À la recherche de Mister Goodbar (1978) Richard Brooks : In the Heat of the Night

Nous voilà à la fin des Seventies. Autre temps oui. Autres moeurs ? Rien n’est moins sûr…
On pourrait se contenter de prendre Looking for Mr Goodbar pour ce qu’il est vaguement en premier lieu : un produit de son époque. Produit vieillot ? Sûrement pas. Mais un objet fascinant, redoutable, un peu comme le sera Cruising un an plus tard. 
On connaissait Diane Keaton femme libre chez Woody Allen, elle le sera davantage ici dans le rôle de Theresa, venant de découvrir l’amour mature et passager dans les bras de son prof de fac.
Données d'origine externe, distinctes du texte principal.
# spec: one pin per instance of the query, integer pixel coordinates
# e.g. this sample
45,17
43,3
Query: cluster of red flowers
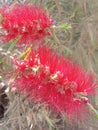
46,77
27,21
42,74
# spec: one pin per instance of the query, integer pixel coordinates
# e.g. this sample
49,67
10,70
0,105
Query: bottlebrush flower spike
27,21
64,85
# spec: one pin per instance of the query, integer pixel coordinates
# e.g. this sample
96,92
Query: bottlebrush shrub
27,21
48,78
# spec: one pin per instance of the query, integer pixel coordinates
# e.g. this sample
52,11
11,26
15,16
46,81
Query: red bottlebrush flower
27,21
57,81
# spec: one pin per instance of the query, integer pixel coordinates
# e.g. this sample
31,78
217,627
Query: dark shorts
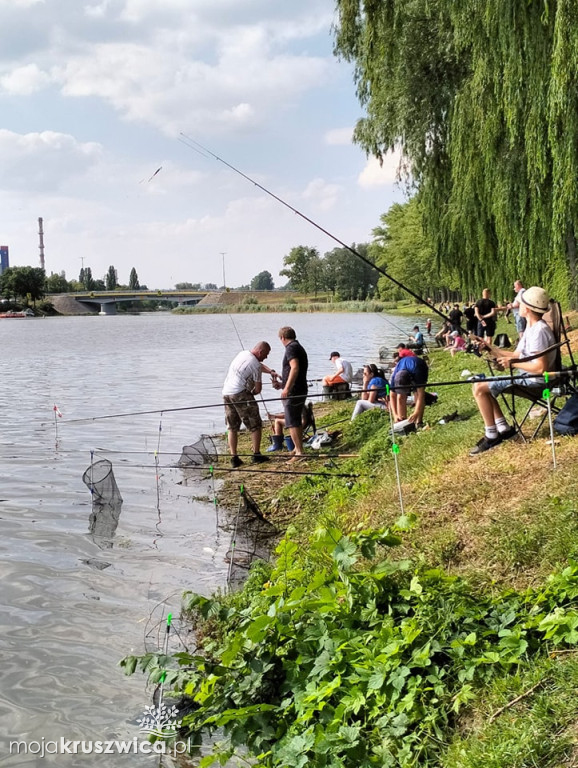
242,408
293,409
520,323
488,329
505,384
404,381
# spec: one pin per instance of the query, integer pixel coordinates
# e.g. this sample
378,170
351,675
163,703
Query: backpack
566,422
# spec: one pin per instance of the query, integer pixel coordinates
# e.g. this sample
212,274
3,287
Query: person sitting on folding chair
537,338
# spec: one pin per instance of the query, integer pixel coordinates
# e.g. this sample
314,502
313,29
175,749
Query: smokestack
41,242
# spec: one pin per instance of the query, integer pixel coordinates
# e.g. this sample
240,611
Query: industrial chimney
41,241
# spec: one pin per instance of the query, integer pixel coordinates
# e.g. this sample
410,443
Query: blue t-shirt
416,366
380,384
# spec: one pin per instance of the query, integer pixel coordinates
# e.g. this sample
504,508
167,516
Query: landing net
204,451
99,479
252,538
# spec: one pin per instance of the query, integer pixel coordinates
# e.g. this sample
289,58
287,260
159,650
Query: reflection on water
75,601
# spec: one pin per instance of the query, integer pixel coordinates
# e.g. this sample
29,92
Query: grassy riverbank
430,623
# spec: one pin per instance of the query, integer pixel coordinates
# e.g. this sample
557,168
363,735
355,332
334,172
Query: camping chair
561,381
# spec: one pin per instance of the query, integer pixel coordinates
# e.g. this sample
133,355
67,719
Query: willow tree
402,249
480,97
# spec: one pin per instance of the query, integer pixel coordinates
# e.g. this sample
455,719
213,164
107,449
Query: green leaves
331,658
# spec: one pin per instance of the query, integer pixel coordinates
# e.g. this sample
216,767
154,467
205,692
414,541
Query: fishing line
195,146
156,454
395,452
166,650
257,471
234,539
546,396
452,383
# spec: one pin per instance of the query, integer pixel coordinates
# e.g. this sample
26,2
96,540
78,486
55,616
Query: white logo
160,721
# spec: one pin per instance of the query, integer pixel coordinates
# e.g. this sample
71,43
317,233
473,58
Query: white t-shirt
517,301
537,338
244,372
347,373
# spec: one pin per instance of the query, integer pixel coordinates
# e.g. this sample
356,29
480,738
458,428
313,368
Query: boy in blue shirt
410,373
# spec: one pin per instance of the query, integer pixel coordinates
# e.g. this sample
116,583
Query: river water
72,603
Mauvaise idée, l’homme marié passera à autre chose, et elle ne gardera que la souffrance provoquée par ses sentiments. 
Entre ses parents pieux et sévères qui lui ont toujours préféré sa soeur secrètement libertine et une enfance marquée au fer rouge par une scoliose paralysante, Theresa jette l’éponge et s’investit dans une nouvelle vie : institutrice auprès d’enfants sourds et muets – ses enfants qu’elle n’aura jamais -, elle décide de diriger son corps et ses envies comme elle l’entend, en particulier lorsque la nuit tombe. Elle écume alors les bars, les dancings et les ruelles interlopes, en quête de vie et de sensations. 
Au delà d’un portrait de femme indépendante sans fioritures, que vient tempérer la douceur tout en contraste de Keaton, Looking for Mr Goodbar est le tableau superbe de la fin d’une décennie, en plein « après révolution sexuelle ». Les néons clignotants, les bars fumants, la disco rutilante, la maladie absente : Richard Brooks filme sans chichi les excès d’une décennie maintenant lointaine. Le générique et son ballet de photographies rugueuses sont déjà à eux seuls un magnifique télescopage de cette génération amatrice de vertiges. Theresa suit ce mouvement social, cette liberté de ton, qui se fiche des interdits : l’échangisme, le goût de l’inconnu, la prise de drogue, l’homosexualité…
Un univers qui ne connaissait pas encore la mortification des plaisirs, dû en particulier à l’arrivée du SIDA : la capote y est encore un morceau de caoutchouc extra-terreste, désopilant et aberrant. 
Ces chemins hasardeux vers l’excès, vont-ils mener Theresa vers un paradis des sens, vers une vérité, ou face à un mur ? L’inconscience du personnage commence d’ailleurs à prendre forme, d’aventures en aventures, comme avec ce bad boy cinglé incarné par un Richard Gere en jockstrap hyperactif. 
Le dernier acte, fatal et encore hautement traumatisant de nos jours, dévoile le malaise derrière la débauche apparente : Brooks joue les troubles-fêtes, les ambigus. Déjà parce qu’on ne sait pas si cet épilogue se proclame moralisateur, mais aussi car il impose un personnage d’homosexuel – semblant surgit d’un bouquin de Genet – encore bien trop dans les canons hollywoodiens de l’époque : dépressif, errant, dérangé et forcément malsain. De là à angéliser la communauté homosexuelle il n’y a qu’un pas, mais lorsque l’on connaît la fâcheuse tendance des studios de l’époque à diaboliser plutôt qu’à rétablir…
Griffe reac, fait divers de plus ou constat amère, à vous de juger cette ballade nocturne, mais surtout formidable témoin essentiel et déroutant des 70’s.